Of note, the National Quality Forum is currently considering creation of quality measures for ED care.80 Some of these proposed measures indirectly reflect crowding, such as ED LOS and time to admission decision.

Limitations

We reviewed English-language literature only, because we were not resourced to conduct searches in other languages. Of note, crowding articles from non–English-speaking countries have been published in English-language journals. We did not conduct a formal systematic review, with two reviewers independently grading each article for the strength of the evidence.
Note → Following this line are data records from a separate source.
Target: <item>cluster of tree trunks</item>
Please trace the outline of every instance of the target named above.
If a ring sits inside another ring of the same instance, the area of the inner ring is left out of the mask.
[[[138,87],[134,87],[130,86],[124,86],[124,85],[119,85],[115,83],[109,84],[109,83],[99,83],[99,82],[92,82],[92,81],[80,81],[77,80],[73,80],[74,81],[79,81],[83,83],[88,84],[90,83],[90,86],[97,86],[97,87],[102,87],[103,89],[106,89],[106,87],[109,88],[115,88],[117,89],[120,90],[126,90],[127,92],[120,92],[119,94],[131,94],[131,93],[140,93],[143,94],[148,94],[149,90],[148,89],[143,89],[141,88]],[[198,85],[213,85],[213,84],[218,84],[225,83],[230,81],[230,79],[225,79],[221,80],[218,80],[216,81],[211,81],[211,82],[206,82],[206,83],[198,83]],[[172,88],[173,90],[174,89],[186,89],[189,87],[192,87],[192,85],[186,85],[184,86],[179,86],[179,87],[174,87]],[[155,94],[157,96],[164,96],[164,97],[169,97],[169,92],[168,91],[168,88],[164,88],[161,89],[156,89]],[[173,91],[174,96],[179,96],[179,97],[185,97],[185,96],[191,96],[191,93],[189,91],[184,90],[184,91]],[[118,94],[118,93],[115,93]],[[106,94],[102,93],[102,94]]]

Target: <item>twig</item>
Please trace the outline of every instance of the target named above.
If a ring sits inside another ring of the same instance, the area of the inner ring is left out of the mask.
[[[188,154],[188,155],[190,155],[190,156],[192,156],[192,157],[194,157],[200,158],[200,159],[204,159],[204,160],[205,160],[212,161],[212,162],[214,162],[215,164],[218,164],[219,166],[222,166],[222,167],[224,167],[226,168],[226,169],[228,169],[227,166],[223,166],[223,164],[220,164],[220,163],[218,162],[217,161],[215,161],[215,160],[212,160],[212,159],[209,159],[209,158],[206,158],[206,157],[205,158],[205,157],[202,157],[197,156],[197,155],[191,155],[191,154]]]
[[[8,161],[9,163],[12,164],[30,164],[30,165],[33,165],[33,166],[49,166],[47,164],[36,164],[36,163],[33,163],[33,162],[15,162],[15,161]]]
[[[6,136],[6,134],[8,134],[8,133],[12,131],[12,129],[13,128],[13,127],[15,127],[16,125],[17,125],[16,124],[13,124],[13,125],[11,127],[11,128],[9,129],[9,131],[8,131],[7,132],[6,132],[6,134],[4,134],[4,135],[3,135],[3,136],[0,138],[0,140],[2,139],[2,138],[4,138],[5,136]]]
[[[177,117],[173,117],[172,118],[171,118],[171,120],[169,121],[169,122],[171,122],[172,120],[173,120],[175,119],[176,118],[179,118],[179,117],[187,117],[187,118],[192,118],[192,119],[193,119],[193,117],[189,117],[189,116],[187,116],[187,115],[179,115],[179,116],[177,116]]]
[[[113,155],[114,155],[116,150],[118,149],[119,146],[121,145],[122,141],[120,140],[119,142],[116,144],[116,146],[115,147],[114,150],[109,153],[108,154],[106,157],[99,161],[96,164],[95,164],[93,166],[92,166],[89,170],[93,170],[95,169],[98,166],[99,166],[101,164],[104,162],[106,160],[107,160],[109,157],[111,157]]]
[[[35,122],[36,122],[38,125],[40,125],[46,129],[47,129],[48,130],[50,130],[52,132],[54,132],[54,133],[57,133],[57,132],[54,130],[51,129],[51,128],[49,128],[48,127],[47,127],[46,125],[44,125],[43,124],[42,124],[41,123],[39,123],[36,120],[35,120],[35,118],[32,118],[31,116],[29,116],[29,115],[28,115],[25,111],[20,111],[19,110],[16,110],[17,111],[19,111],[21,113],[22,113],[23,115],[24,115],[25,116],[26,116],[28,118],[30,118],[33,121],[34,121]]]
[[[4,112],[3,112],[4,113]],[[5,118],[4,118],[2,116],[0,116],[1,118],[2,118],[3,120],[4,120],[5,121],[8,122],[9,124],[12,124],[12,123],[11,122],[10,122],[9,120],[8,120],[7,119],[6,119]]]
In addition, it would have been useful to have conducted a formal risk-of-bias assessment.81 Most of the articles cited represent single-institution observational cohorts, and no randomized controlled trials were identified. Hence, the strength of the evidence is modest at best. Finally, we did not search the gray literature, again because of resource constraints. We do note that much of the better-known gray literature in crowding includes government reports such as those of the GAO,5 or the National Hospital Ambulatory Medical Care Survey (NHAMCS) series.82 Although invaluable, these reports do not represent original studies of clinically relevant endpoints in ED crowding. Nonetheless, it is possible that by not examining the gray literature articles, we excluded articles addressing clinically important outcomes.

Conclusions

A growing body of evidence exists to document the adverse effects of ED crowding on clinically important outcomes. Future work will continue to document these adverse effects, but will increasingly focus on interventions to prevent or alleviate crowding’s impact on quality of care.